Président Vaclav Klaus: C'est incroyable. Je n'ai jamais rien connu de tel auparavant.
 
Daniel Cohn-Bendit: Parce que vous ne m'avez pas encore "pratiqué"...
 
Président Vaclav Klaus : C'est incroyable.
 
Daniel Cohn-Bendit: Nous avons toujours eu de bons entretiens avec le Président Havel. Et qu'allez-vous me dire de votre attitude au sujet de la loi anti-discrimination? Par ailleurs, je serai heureux de vous informer sur nos financements.
 
Hans-Gert Pöttering : Brian Crowley, s'il vous plaît.
 
Brian Crowley: Je viens d'Irlande et je suis membre d'un parti de gouvernement. Toute sa vie, mon père a combattu contre la domination britannique. Beaucoup de mes proches ont perdu la vie. C'est pourquoi j'ose dire que les Irlandais souhaitent le traité de Lisbonne. [quel est le rapport?, ndlr) Cela a été une insulte, Monsieur le Président, pour moi et pour le peuple irlandais, ce que vous avez dit au cours de votre visite d'État en Irlande. Cela a été une insulte que rencontriez Declan Ganley, un homme sans mandat électif. Cet homme n'a pas révélé les sources de financement de sa campagne. Je veux juste vous dire ce que les Irlandais ressentent. Je vous souhaite que le programme de votre présidence en tienne compte et que vous obtiendrez ce que souhaitent les citoyens européens [aucun n'a justement été consulté sur le traité de Lisbonne, sauf le peuple irlandais qui a dit "non" lors du référendum de juin 2008, ndlr] 

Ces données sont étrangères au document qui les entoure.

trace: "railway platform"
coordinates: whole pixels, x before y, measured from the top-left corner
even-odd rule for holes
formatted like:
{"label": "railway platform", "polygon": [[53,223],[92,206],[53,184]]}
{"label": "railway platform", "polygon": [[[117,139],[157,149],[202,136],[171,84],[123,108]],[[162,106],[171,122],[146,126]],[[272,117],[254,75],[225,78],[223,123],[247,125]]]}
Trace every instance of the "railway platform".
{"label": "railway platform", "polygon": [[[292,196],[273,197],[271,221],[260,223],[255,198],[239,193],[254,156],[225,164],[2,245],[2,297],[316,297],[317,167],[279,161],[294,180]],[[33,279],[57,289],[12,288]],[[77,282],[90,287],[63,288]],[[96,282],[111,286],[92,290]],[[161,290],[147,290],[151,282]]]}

Président Vaclav Klaus : Je vous remercie de l'enseignement que je tire de cette réunion. Je ne pensais pas que quelque chose comme cela était possible et n'ai rien expérimenté de tel au cours des 19 dernières années. Je pensais que c'était une méthode du passé, que nous vivions en démocratie, mais c'est la post-démocratie, vraiment, qui gouverne l'Union européenne. 

Vous avez mentionné les valeurs européennes. Les plus importantes sont les valeurs de liberté et de démocratie. Les citoyens des États membres de l'UE sont préoccupés par la liberté et la démocratie, par dessus tous. Mais la démocratie et la liberté sont en train de perdre du terrain dans l'UE aujourd'hui. Il est nécessaire de concentrer nos efforts sur eux et de lutter pour eux. 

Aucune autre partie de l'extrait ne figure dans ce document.